Хуст медленно поднял брови:
– Это его слова или ваши собственные?
– Ну, именно так я понял мотивы Первого Сына Тьмы, повелитель.
– Аномандер правильно поступил, выбрав вас. Когда-нибудь я снова стану ребенком… – Хенаральд наклонился вперед. – Но не сейчас. – Глаза его блеснули, словно осколки бриллиантов. – Капитан Келларас, ваш господин дал какие-либо особые распоряжения по поводу клинка, который он хочет получить?
– Он желает, чтобы это было молчаливое оружие, повелитель.
– Ха! Его лишает смелости голос, издаваемый гибким хребтом меча?
– Нет, повелитель.
– И тем не менее Аномандер предпочитает немое оружие, воя и стона которого никто никогда не услышит?
– Повелитель, – произнес Келларас, – слушая вас, я невольно думаю о том, что мучительнее: молчание или крик боли?
– Капитан, такого оружия просто-напросто не существует. Однако глупцы из легиона Урусандера утверждают иначе. Скажите, ваш господин намерен скрывать происхождение своего меча?
– Конечно же нет, повелитель.
– Но при этом он хочет, чтобы меч был немым.
– Разве непременно следует произносить истину вслух, повелитель?
– Никак рикталь лишает вас мужества, капитан? Могу приказать принести вина, если хотите.
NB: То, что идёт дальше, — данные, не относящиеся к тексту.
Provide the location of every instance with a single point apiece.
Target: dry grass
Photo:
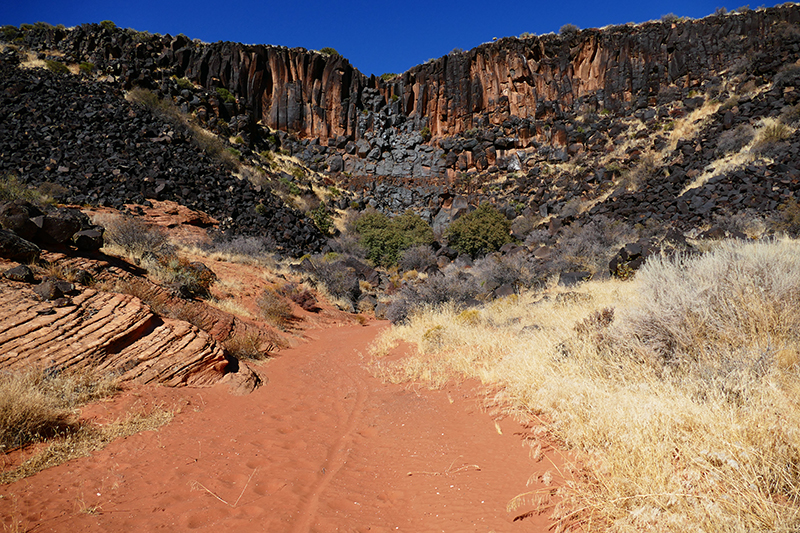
(84, 440)
(38, 404)
(42, 406)
(683, 409)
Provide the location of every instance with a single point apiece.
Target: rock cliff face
(322, 96)
(613, 68)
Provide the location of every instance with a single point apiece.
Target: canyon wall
(322, 96)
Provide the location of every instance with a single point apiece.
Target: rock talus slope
(107, 333)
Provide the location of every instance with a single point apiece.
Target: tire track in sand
(337, 454)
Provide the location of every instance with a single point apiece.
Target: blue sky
(375, 36)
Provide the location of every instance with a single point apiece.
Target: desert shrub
(451, 286)
(38, 404)
(417, 258)
(348, 244)
(567, 29)
(739, 298)
(787, 219)
(385, 238)
(787, 76)
(736, 139)
(301, 296)
(274, 308)
(769, 132)
(495, 270)
(56, 66)
(483, 231)
(9, 32)
(226, 95)
(247, 346)
(136, 237)
(589, 247)
(239, 245)
(187, 279)
(340, 280)
(185, 84)
(322, 218)
(86, 67)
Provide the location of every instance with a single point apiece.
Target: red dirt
(323, 446)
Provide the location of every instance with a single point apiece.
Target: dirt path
(324, 446)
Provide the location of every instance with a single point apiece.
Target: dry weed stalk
(683, 408)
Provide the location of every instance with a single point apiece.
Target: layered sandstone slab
(105, 332)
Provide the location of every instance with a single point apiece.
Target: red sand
(323, 446)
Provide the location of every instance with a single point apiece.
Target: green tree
(385, 238)
(481, 232)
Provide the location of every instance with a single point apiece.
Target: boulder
(14, 247)
(21, 273)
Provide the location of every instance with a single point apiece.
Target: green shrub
(226, 95)
(135, 236)
(483, 231)
(291, 187)
(322, 218)
(9, 32)
(184, 83)
(56, 66)
(274, 308)
(385, 238)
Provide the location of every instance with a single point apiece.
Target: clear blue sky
(376, 36)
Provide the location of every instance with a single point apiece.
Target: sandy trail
(324, 446)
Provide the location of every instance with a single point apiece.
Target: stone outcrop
(323, 96)
(107, 333)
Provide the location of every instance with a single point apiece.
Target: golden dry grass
(683, 411)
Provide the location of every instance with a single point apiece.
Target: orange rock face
(107, 333)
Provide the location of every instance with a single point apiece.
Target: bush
(736, 139)
(38, 404)
(86, 68)
(136, 237)
(274, 308)
(56, 66)
(740, 299)
(187, 279)
(568, 29)
(385, 238)
(417, 258)
(454, 285)
(322, 218)
(496, 270)
(247, 346)
(481, 232)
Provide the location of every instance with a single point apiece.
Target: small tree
(481, 232)
(385, 238)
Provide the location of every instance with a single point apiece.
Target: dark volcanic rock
(16, 248)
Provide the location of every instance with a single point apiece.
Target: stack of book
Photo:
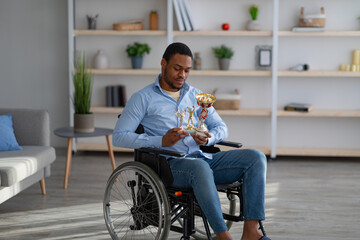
(115, 96)
(299, 107)
(184, 15)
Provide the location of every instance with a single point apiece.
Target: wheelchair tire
(136, 204)
(228, 206)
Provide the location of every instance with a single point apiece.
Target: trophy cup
(180, 115)
(204, 100)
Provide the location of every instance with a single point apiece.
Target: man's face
(175, 72)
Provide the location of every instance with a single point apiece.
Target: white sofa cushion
(18, 165)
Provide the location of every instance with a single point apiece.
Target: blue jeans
(201, 174)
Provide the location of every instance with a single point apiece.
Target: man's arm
(217, 127)
(124, 133)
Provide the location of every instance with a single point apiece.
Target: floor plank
(306, 198)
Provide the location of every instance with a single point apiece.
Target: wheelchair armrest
(161, 151)
(230, 144)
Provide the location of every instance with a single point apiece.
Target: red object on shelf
(225, 26)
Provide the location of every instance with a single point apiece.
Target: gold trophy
(205, 101)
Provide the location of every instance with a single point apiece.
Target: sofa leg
(42, 185)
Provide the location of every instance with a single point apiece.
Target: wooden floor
(306, 198)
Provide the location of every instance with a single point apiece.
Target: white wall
(33, 58)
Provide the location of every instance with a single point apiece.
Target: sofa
(20, 169)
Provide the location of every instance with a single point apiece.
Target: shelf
(245, 112)
(81, 32)
(220, 33)
(229, 73)
(318, 73)
(99, 109)
(330, 33)
(119, 71)
(232, 73)
(241, 112)
(154, 72)
(97, 146)
(319, 152)
(320, 113)
(215, 33)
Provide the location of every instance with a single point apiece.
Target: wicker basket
(227, 101)
(136, 24)
(312, 20)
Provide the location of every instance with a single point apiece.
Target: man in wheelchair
(154, 108)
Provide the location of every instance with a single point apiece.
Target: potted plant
(83, 82)
(136, 52)
(253, 24)
(224, 54)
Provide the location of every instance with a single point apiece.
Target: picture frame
(263, 59)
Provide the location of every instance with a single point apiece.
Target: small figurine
(191, 118)
(92, 21)
(181, 115)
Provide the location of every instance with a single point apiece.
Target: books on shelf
(308, 29)
(184, 15)
(298, 107)
(178, 15)
(191, 16)
(115, 96)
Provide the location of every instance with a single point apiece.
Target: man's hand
(200, 140)
(173, 136)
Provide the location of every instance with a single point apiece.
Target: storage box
(229, 101)
(317, 20)
(136, 24)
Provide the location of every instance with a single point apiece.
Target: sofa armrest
(31, 127)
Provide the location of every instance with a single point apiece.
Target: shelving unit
(278, 125)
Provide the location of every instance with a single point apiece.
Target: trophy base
(201, 132)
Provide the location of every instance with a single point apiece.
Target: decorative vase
(136, 62)
(100, 60)
(84, 123)
(253, 25)
(153, 20)
(224, 63)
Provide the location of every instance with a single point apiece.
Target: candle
(356, 57)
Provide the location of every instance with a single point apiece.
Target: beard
(168, 81)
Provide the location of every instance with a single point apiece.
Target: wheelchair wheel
(228, 205)
(136, 205)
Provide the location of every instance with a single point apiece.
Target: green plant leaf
(137, 49)
(83, 82)
(223, 52)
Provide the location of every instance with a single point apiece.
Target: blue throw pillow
(7, 137)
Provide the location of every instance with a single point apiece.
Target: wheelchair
(139, 202)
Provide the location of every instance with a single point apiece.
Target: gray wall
(34, 58)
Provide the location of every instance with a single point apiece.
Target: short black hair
(177, 47)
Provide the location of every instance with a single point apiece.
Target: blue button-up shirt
(155, 110)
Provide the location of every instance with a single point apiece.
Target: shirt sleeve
(217, 127)
(124, 133)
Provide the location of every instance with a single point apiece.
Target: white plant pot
(84, 123)
(100, 60)
(253, 25)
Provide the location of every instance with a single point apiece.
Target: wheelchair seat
(140, 203)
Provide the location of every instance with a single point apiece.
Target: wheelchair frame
(181, 202)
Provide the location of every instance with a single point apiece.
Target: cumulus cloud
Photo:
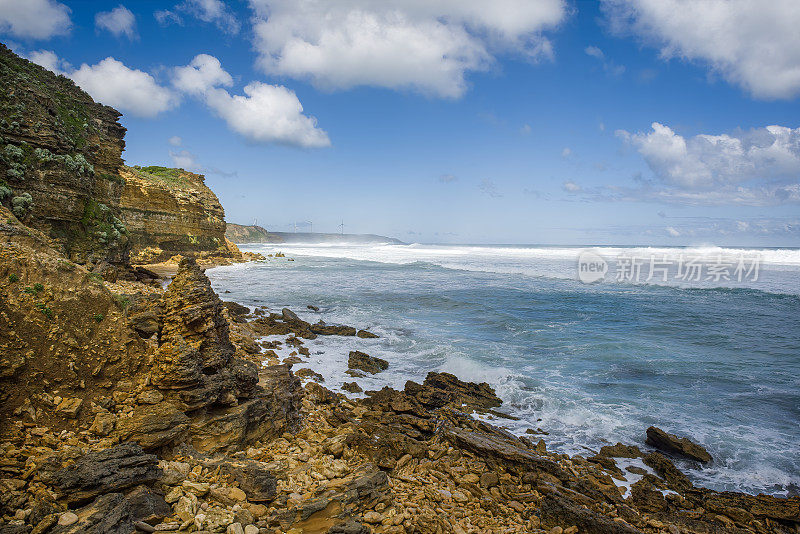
(49, 60)
(268, 114)
(202, 74)
(214, 11)
(751, 43)
(416, 44)
(119, 21)
(264, 114)
(706, 162)
(129, 90)
(34, 19)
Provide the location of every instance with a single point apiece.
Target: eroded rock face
(172, 212)
(673, 444)
(194, 343)
(64, 150)
(96, 473)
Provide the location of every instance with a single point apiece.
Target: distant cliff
(172, 212)
(60, 153)
(239, 233)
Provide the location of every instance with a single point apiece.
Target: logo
(592, 267)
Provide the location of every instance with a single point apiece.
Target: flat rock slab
(673, 444)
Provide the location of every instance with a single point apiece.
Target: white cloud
(705, 162)
(49, 60)
(268, 114)
(119, 21)
(418, 44)
(751, 43)
(165, 17)
(34, 19)
(489, 188)
(594, 52)
(212, 11)
(264, 114)
(128, 90)
(202, 74)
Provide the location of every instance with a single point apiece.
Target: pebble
(67, 518)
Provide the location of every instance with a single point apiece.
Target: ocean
(709, 352)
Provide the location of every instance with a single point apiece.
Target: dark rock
(365, 362)
(352, 387)
(147, 505)
(234, 308)
(258, 483)
(443, 389)
(673, 444)
(666, 469)
(488, 441)
(558, 510)
(364, 334)
(95, 473)
(290, 317)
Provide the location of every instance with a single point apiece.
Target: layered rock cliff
(172, 212)
(60, 154)
(239, 233)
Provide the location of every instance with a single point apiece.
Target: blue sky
(557, 122)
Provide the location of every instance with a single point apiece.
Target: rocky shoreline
(200, 427)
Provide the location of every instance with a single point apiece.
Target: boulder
(443, 389)
(153, 426)
(95, 473)
(365, 362)
(671, 443)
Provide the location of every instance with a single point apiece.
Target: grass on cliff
(164, 175)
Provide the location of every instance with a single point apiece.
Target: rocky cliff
(239, 233)
(60, 153)
(172, 212)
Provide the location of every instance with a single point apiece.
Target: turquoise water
(589, 364)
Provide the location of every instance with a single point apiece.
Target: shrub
(21, 205)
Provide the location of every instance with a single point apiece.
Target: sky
(630, 122)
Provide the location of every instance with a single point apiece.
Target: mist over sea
(717, 360)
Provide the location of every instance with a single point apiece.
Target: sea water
(716, 359)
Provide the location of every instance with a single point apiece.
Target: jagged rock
(193, 338)
(96, 473)
(365, 362)
(444, 389)
(673, 444)
(257, 482)
(290, 317)
(364, 334)
(559, 510)
(352, 387)
(153, 426)
(492, 442)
– По правде говоря, повелитель, я забыл, что держу в руке кубок. Прошу прощения.
Келларас сделал еще глоток.
– Значит, Аномандер желает получить меч истины?
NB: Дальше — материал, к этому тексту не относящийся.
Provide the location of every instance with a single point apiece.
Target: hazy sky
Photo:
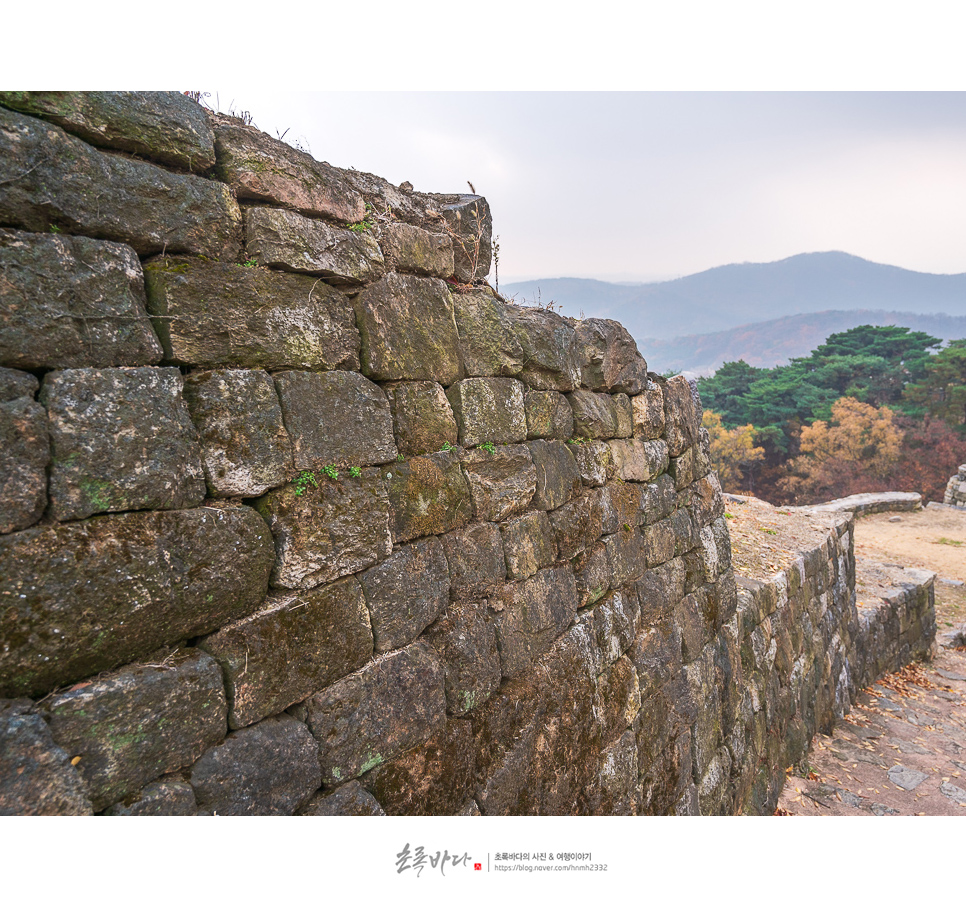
(651, 185)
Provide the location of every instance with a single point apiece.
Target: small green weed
(303, 480)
– Да, такой, который требует искренности также и от своего владельца. Пребывая с ним в согласии, но молчаливом.
Хозяин дома внезапно поднялся на ноги. Он был высок и худ, но держался прямо, как будто железо, с которым Хенаральд всю жизнь работал, стало частью его костей и плоти. С того места, где сидел Келларас, понять выражение глаз Хуста было невозможно.
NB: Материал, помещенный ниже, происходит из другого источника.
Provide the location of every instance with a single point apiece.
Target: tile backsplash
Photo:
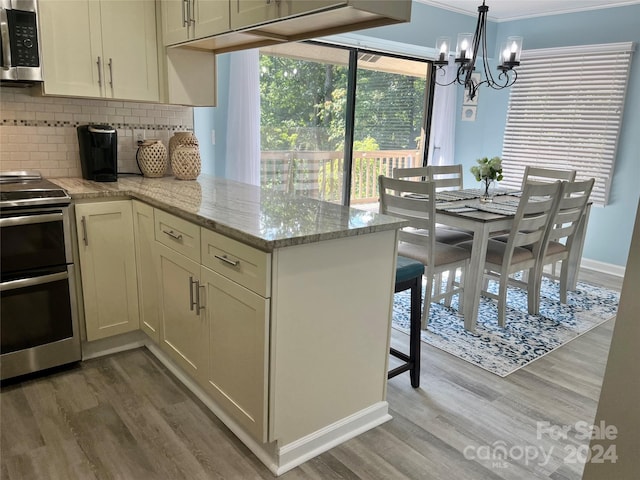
(39, 133)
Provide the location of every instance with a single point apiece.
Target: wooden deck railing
(319, 174)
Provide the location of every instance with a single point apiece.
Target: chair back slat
(535, 211)
(571, 209)
(411, 173)
(420, 211)
(446, 177)
(546, 175)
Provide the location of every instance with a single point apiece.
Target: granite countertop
(262, 218)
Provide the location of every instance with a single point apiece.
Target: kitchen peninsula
(273, 309)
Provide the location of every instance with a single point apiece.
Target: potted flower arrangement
(486, 172)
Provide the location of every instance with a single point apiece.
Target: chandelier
(467, 52)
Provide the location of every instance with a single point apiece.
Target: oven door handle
(31, 219)
(30, 282)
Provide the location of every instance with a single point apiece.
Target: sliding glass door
(333, 118)
(389, 121)
(303, 90)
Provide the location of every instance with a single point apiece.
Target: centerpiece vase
(487, 190)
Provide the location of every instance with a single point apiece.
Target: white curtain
(443, 128)
(243, 127)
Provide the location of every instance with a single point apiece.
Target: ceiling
(505, 10)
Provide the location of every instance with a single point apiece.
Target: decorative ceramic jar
(152, 158)
(185, 162)
(181, 138)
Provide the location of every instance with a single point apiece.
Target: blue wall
(610, 228)
(206, 119)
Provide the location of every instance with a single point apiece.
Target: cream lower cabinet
(238, 331)
(143, 226)
(212, 324)
(100, 48)
(183, 326)
(108, 267)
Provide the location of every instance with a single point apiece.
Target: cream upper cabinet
(108, 268)
(246, 13)
(184, 20)
(104, 48)
(297, 7)
(71, 46)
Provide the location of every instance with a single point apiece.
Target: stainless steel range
(39, 321)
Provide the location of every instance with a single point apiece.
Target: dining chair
(446, 177)
(563, 236)
(411, 173)
(415, 202)
(539, 174)
(521, 252)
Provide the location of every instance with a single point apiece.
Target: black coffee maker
(98, 152)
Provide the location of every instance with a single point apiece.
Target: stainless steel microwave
(19, 42)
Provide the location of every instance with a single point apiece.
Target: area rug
(525, 337)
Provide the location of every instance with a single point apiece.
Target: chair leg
(502, 299)
(564, 273)
(451, 278)
(414, 334)
(461, 288)
(427, 301)
(533, 291)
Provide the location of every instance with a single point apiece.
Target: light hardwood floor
(125, 416)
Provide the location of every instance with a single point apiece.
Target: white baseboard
(298, 452)
(608, 268)
(278, 459)
(118, 343)
(283, 459)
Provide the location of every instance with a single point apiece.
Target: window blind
(565, 112)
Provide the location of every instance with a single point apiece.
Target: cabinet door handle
(190, 10)
(172, 234)
(99, 62)
(192, 302)
(201, 306)
(111, 73)
(185, 13)
(233, 263)
(85, 236)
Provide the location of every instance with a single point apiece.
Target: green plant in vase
(487, 171)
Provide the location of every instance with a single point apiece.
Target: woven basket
(185, 162)
(181, 138)
(152, 158)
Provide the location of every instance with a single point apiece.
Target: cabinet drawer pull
(185, 14)
(85, 236)
(99, 62)
(111, 73)
(193, 302)
(224, 258)
(172, 234)
(201, 306)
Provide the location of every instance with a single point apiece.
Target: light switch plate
(138, 136)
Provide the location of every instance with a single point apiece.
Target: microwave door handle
(6, 45)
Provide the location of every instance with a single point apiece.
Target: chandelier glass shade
(467, 49)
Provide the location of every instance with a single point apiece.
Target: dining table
(463, 209)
– Капитан, любое оружие содержит в себе хаос. И мы – те, кто кует железо и вообще любой металл, – укрощаем этот хаос. Мы сражаемся с ним, подчиняя его себе, а он пытается нам противостоять, сперва открыто, а потом предательски, исподтишка. Вашему хозяину нужен меч, лишенный хаоса. Подобного достичь невозможно, и доказательством тому служит вся прожитая мною жизнь.
– Повелитель, – поколебавшись, сказал Келларас, – Первому Сыну Тьмы Аномандеру известно о секрете мечей Хуста. Он знает, что составляет суть любого создаваемого вами оружия. Это не тот путь, которого мой господин желает для избранного им клинка. Он хочет, чтобы хребет меча был насыщен магией, чистотой самой Тьмы.
Хуст, не шевелясь, смотрел на собеседника, и казалось, будто морщины на его лице становятся все глубже.
– Говорят, якобы скипетр, который я сделал для Матери-Тьмы, теперь обладает чем-то вроде души Куральда Галейна, – бесстрастно произнес он. – Она напитала его магией. Из чистого простого железа создала нечто… неестественное.
– Мне мало что об этом известно, повелитель.